The government's sale of its stake in Eurostar has been described as "further evidence" of state assets being undervalued by a group of MPs.
Last year, the government sold its 40% stake in the cross-channel train service for around £757 million. At the time, it was roughly double what market experts believed could be raised from the sale.
But in November, the National Audit Office (NAO) claimed that the sale left the taxpayer £2.3 billion out of pocket.
Now, the Public Accounts Committee has said the sale underlines the government's "repeated tendency" to undervalue its assets. It also criticised a two-year delay in the publication of a report evaluating the HS1 rail line, saying the delay meant Parliament was not able to use the data to inform decisions on major projects like HS2.

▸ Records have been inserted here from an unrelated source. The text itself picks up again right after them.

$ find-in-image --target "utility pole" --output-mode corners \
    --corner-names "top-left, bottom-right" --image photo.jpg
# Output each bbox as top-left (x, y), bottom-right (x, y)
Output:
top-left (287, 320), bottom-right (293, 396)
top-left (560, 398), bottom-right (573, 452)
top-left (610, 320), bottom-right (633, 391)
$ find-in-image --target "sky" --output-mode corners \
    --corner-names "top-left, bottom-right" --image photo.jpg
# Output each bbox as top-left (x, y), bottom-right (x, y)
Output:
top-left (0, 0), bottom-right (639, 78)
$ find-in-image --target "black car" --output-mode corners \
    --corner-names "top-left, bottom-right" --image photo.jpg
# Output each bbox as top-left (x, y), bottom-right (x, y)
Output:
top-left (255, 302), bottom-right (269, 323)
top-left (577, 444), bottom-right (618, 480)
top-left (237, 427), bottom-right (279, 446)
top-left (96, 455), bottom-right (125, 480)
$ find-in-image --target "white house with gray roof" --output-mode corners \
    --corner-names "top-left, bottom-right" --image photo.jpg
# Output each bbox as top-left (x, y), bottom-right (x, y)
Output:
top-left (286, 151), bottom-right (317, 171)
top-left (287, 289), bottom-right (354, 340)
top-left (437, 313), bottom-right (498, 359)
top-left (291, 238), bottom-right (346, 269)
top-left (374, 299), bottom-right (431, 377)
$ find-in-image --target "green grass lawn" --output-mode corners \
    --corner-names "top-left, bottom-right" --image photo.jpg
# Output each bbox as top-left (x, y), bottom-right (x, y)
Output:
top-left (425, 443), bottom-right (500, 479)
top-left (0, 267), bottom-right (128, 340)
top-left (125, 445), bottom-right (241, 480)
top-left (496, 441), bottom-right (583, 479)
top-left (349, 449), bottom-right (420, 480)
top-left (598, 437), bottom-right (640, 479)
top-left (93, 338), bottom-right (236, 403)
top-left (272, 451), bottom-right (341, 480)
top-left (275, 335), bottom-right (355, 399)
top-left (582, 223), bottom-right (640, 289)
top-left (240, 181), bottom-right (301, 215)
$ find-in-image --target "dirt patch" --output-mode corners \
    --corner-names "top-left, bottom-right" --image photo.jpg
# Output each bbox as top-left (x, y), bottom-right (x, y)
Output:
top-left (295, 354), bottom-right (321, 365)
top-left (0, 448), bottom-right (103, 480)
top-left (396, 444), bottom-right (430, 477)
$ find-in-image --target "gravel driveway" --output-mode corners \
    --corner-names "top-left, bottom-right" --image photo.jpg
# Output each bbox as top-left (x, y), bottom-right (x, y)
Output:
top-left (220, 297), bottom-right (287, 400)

Meg Hillier, the chair of the Public Accounts Committee, said the issues "raise serious questions about the government's approach to valuing public assets, as well as its commitment to considering the value for money of public spending on such expensive projects".
Ms Hillier also reiterated concerns over the sale of Royal Mail, which many have said was undervalued when it was floated on the stock exchange. The Treasury set a list price of 330p per share, but that price has since soared.
A Treasury spokesperson said: "The government welcomes the committee's conclusion that the sale of our stake in Eurostar was well-handled and secured a good return for the taxpayer.
"Releasing public assets we no longer need is at the heart of our long-term plan to tackle Britain's debts and boost economic growth, and that's why we've recently identified up to £4.6bn of further asset sales, to help build on the huge progress we've already made."